Envision in Rome are using IMX500 image sensors from Sony Europe to create a smart parking system
UK-based smart street lighting provider, Telensa, is involved in two projects. The first is in partnership with the University of Leicester where its PLANet smart lighting Central Management System (CMS) is being used to enable the management and control of its external lighting remotely from a secure online portal. According to Telensa, this makes Leicester the first university in the UK to adopt this kind of system.
Western Australia has also selected Telensa to provide the city of Stirling with a ‘Network-as-a-Service’ (NaaS) solution including wireless streetlight controls and a PLANet CMS. All the lighting in the city’s Princess Wallington Reserve public park has been converted to LEDs and PLANet will enable lighting levels throughout the park to be varied when needed to save energy and reduce emissions.
Previously, smart lighting has only been viable for large-scale smart lighting networks. Telensa’s NaaS model has been developed to bring smart streetlighting benefits to customers with smaller networks. The company claims that this model will generate immediate savings without the need for substantial investment in network infrastructure.

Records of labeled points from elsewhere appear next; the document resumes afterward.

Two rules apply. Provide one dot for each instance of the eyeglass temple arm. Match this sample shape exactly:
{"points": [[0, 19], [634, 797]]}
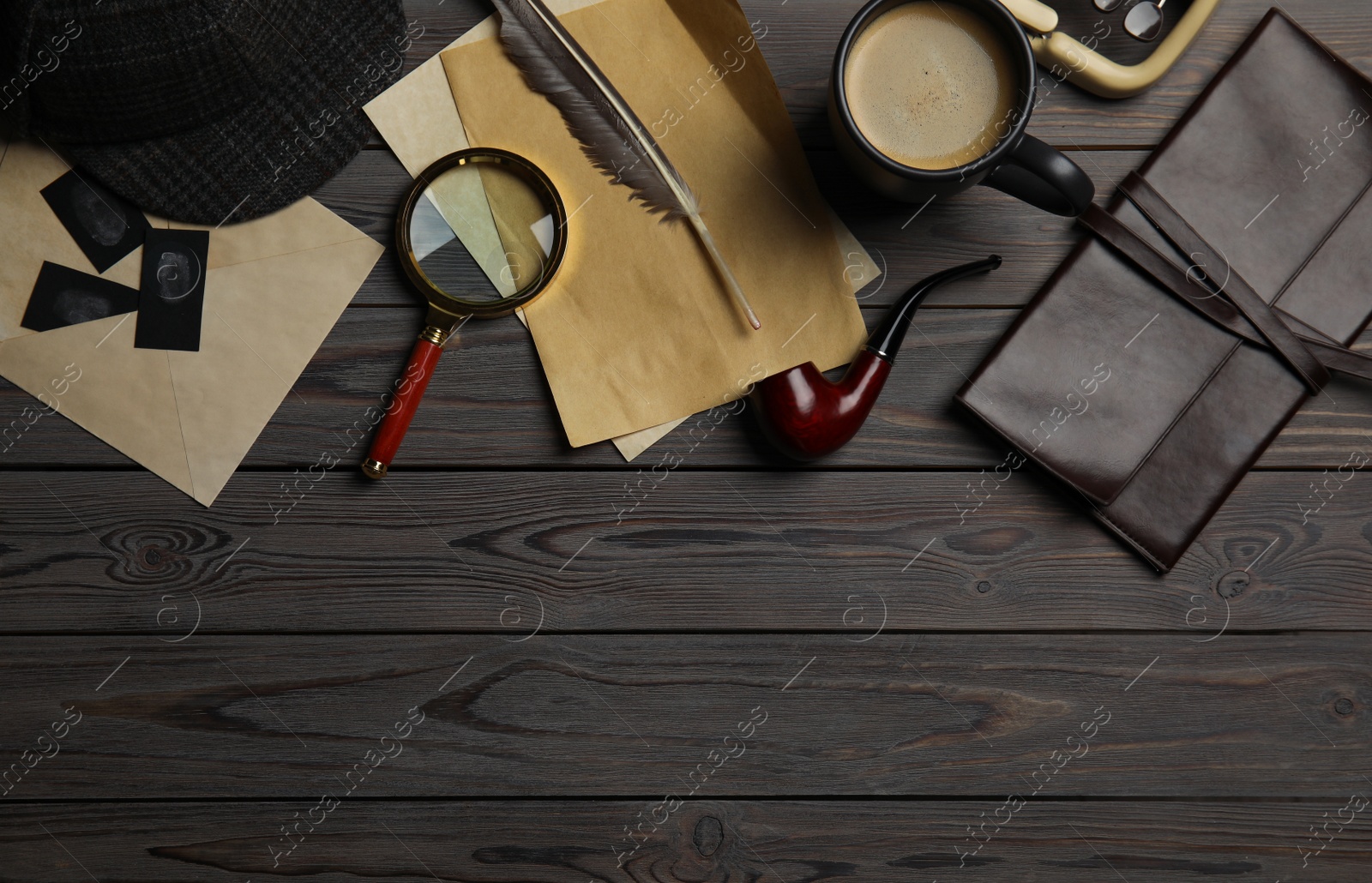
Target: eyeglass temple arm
{"points": [[1094, 71]]}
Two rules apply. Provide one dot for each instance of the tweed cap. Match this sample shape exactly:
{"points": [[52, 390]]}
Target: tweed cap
{"points": [[201, 110]]}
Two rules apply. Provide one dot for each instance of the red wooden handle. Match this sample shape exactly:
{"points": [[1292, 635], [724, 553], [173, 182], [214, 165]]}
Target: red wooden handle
{"points": [[408, 393]]}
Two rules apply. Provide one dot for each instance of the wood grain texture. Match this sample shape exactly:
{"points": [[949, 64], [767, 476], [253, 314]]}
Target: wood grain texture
{"points": [[490, 407], [701, 842], [707, 550], [820, 715]]}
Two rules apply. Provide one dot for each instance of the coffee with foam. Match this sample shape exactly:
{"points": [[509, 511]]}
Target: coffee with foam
{"points": [[930, 85]]}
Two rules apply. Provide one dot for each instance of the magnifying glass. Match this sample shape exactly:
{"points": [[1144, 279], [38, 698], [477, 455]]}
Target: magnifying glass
{"points": [[480, 235]]}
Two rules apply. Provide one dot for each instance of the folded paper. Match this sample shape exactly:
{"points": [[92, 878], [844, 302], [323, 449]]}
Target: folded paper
{"points": [[420, 121], [637, 328], [274, 290]]}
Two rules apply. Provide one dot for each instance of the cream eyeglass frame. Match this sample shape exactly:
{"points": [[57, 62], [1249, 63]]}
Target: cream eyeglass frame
{"points": [[1094, 71]]}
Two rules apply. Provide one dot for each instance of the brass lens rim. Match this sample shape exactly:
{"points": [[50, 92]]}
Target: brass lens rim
{"points": [[527, 171]]}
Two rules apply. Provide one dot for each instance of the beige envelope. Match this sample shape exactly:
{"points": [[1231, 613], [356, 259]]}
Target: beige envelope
{"points": [[274, 287], [420, 121]]}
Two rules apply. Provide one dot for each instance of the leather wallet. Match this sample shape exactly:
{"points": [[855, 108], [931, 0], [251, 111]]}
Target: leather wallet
{"points": [[1212, 301]]}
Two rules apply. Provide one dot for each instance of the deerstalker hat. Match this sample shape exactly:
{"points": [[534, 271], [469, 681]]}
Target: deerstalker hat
{"points": [[199, 110]]}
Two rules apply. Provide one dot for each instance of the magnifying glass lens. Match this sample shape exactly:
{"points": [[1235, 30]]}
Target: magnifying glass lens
{"points": [[482, 233]]}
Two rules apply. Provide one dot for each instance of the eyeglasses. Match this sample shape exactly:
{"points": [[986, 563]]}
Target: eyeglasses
{"points": [[1143, 22]]}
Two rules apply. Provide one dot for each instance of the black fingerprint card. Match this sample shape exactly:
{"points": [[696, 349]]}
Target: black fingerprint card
{"points": [[173, 290], [103, 225], [65, 297]]}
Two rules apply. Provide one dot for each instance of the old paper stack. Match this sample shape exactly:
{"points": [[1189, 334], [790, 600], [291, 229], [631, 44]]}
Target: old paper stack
{"points": [[274, 288], [635, 332]]}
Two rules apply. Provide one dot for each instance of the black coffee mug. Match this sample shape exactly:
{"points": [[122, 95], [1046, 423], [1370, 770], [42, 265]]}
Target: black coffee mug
{"points": [[1019, 164]]}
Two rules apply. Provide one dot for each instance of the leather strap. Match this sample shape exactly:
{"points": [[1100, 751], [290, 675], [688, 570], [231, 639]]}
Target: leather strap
{"points": [[1255, 309], [1309, 352]]}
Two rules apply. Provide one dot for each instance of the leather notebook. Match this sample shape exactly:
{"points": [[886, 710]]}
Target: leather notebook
{"points": [[1216, 292]]}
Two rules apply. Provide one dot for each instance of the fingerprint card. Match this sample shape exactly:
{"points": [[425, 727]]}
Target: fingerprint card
{"points": [[103, 225], [65, 297], [172, 297]]}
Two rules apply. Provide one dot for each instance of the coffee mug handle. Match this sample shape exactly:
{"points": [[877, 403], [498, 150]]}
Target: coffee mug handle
{"points": [[1043, 177]]}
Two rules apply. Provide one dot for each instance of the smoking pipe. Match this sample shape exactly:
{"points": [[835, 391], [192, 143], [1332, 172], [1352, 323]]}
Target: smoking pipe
{"points": [[807, 416]]}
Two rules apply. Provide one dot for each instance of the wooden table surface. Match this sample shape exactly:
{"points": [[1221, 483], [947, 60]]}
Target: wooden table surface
{"points": [[747, 679]]}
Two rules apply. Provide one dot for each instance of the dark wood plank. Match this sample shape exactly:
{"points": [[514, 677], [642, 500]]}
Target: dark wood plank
{"points": [[489, 407], [706, 550], [796, 842], [818, 715]]}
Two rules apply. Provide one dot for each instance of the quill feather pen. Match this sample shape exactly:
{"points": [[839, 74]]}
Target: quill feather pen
{"points": [[610, 133]]}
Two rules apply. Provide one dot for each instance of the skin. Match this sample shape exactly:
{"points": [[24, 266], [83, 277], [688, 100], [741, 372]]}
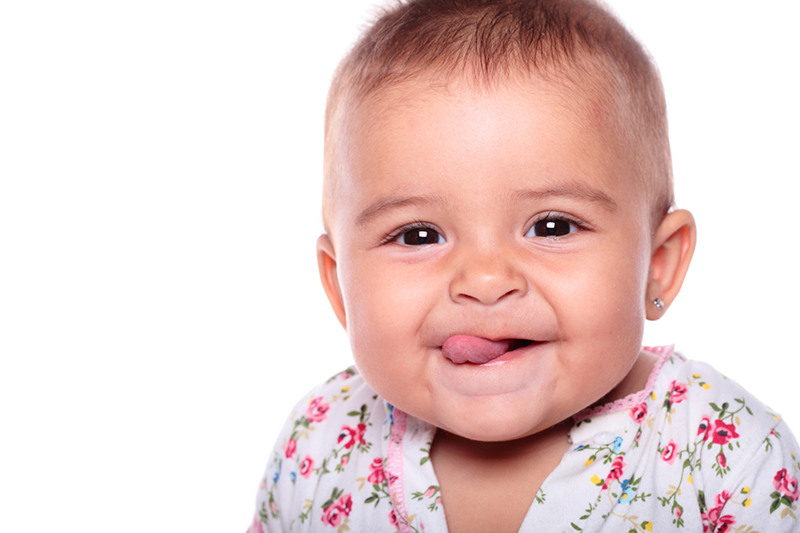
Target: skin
{"points": [[477, 170]]}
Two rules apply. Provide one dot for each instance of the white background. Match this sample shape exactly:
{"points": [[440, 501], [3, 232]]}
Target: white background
{"points": [[160, 171]]}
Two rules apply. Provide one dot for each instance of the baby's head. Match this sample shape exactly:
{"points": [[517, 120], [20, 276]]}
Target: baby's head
{"points": [[496, 205]]}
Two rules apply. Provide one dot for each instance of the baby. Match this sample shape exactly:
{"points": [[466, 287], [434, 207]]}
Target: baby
{"points": [[499, 223]]}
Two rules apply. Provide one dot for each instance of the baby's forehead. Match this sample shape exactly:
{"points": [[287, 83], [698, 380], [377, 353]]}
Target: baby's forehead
{"points": [[378, 119]]}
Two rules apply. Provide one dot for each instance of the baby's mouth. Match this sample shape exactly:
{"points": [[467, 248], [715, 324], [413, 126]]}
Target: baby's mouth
{"points": [[477, 350]]}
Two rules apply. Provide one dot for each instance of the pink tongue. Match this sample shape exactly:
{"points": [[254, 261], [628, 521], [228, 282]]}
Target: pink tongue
{"points": [[477, 350]]}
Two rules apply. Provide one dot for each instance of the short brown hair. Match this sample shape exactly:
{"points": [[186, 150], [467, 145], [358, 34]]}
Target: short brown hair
{"points": [[490, 40]]}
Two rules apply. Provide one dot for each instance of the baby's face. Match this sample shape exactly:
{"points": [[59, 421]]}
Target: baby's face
{"points": [[506, 215]]}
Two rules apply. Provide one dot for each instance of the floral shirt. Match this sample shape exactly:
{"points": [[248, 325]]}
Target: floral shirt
{"points": [[691, 451]]}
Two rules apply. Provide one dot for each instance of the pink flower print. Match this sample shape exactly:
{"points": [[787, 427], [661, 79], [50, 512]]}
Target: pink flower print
{"points": [[786, 484], [723, 432], [352, 436], [377, 475], [704, 429], [291, 448], [335, 512], [721, 461], [677, 392], [616, 471], [724, 523], [307, 466], [256, 527], [317, 410], [393, 519], [670, 452], [639, 412]]}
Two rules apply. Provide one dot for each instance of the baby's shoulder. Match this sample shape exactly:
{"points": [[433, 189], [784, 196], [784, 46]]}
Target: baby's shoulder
{"points": [[332, 442], [342, 405], [707, 399], [732, 443]]}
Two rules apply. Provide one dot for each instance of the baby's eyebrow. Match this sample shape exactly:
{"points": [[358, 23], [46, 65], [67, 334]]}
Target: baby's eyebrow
{"points": [[576, 190], [381, 206]]}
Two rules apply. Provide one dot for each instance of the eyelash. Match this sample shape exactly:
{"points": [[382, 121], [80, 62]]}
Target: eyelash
{"points": [[557, 216], [550, 215], [394, 235]]}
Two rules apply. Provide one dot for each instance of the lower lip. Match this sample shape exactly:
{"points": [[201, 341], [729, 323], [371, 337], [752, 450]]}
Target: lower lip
{"points": [[511, 373], [503, 359]]}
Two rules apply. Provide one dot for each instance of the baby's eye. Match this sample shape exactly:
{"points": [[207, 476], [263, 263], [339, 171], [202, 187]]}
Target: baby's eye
{"points": [[420, 236], [551, 227]]}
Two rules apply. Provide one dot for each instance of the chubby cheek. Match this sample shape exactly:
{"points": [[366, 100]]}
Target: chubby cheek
{"points": [[386, 308]]}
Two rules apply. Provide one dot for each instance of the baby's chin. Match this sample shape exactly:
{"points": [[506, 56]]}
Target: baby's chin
{"points": [[493, 419]]}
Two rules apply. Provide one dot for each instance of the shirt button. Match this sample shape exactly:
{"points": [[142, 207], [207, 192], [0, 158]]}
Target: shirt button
{"points": [[604, 437]]}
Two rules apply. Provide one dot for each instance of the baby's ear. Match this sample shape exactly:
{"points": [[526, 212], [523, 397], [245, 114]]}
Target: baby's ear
{"points": [[673, 247], [326, 261]]}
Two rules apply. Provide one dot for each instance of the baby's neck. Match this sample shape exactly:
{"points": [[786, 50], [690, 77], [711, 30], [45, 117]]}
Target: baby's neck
{"points": [[489, 486], [634, 381]]}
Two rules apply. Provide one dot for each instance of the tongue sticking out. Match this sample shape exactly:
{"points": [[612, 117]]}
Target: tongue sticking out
{"points": [[477, 350]]}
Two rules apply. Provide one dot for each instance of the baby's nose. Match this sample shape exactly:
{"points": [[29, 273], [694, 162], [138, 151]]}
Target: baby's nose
{"points": [[486, 279]]}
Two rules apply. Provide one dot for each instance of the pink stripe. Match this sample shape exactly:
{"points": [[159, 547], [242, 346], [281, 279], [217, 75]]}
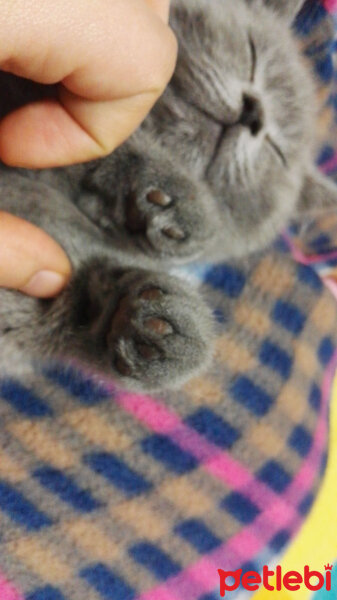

In contrast to Corlis’ answer that we’re no closer to fully interconnected smart cities being realised, others are more positive.
Steven Bornfield, senior consultant for data centre solutions provider, Chatsworth Products, said, “I think our biggest challenge in this field is about the size and volume of data transfers, and exactly how we’re going to handle that. There is a challenge, as well, to get power to all those different points, and to get it there reliably.”
However, Bob Flaherty, senior vice president of product management, Cimcon, added, “The short answer is we are closer. The longer answer is that the smart city market is moving along the traditional technology adoption curve, the same as many other strategically important solutions and paradigms, in order to find a ‘sweet spot’ in terms of achieving the promise.”